12:30. Four hours have passed without our notice. Feeling fulfilled, we call it a morning, pay for the books and leave. On our hands now are books, written by Russian, American, French and Vietnamese writers. I’ve picked up “The first three minutes” by Steven Weinberg, “A brief history of time” by the famous Stephen Hawking and several books by Professor Nguyen Chau, our physics teacher. In Viet’s stack I see some books published by Mir Publishing House, Moscow, a familiar name to us but not extant any more, and some other interesting ones. We would exchange our books, so that one can read the other’s.
Walking out of the store, we head toward the famous restaurant in Mai Hac De Street, where we will have lunch. With the money, I will, of course, pay for it, just like I did for breakfast and the books.
6:00 p.m. Another four hours have passed since we got to Viet’s house. Here we’ve gone through the books, stopping here and there to discuss. Also, we didn’t forget to check all the figures that Professor Chau gave us yesterday without reading any note or book, to end up every time gasping at his astounding memory.

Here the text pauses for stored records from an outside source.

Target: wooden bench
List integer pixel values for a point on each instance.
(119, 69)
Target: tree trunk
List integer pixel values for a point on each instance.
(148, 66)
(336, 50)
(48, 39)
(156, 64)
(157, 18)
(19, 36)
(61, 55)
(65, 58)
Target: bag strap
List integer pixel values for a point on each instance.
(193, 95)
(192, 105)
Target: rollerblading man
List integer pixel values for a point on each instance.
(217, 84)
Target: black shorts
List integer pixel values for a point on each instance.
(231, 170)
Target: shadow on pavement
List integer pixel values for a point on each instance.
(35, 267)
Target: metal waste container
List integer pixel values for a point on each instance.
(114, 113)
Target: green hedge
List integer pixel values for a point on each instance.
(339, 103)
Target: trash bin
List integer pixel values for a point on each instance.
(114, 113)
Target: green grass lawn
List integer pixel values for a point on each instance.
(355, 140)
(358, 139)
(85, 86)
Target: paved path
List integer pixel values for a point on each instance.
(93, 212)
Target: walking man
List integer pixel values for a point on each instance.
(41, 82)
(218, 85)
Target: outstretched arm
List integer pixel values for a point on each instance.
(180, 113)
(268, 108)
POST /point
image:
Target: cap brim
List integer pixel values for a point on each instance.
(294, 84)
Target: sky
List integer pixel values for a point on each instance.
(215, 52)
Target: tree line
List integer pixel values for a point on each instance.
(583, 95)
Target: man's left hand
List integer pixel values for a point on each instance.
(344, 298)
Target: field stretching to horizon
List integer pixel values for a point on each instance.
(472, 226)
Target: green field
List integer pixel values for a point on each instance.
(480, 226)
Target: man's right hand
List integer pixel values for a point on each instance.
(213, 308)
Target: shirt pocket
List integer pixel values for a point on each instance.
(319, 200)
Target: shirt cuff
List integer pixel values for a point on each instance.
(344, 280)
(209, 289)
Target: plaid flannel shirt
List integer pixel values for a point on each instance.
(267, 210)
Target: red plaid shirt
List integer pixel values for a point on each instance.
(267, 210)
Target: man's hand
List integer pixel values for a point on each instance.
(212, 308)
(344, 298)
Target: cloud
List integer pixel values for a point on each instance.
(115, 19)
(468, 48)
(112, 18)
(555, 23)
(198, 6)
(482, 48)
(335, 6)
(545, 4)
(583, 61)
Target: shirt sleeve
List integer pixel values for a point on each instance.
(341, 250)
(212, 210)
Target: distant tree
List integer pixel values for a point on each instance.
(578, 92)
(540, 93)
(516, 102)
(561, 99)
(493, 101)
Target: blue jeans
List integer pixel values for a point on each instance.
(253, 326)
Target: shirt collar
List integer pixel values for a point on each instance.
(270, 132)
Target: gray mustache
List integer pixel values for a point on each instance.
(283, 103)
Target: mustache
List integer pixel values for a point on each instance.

As it’s getting dark outside, I decide to go home. Saying goodbye to Viet, I start walking. Not until now do I realize that on my hands are about ten kilograms of books, not like when we started out in the morning. In fact, we’ve walked like that after leaving the store, without being aware of the weight on our hands. “But now”, my arms say, “it’s time for us to have a break.” And so I get on the bus, now full of students going home from school.
“Why are you carrying so many books”, asks a small elementary kid.
“It’s physics, boy. Soon you’ll know”. I answer, and smile to myself. Suddenly the bus doesn’t seem so terrible.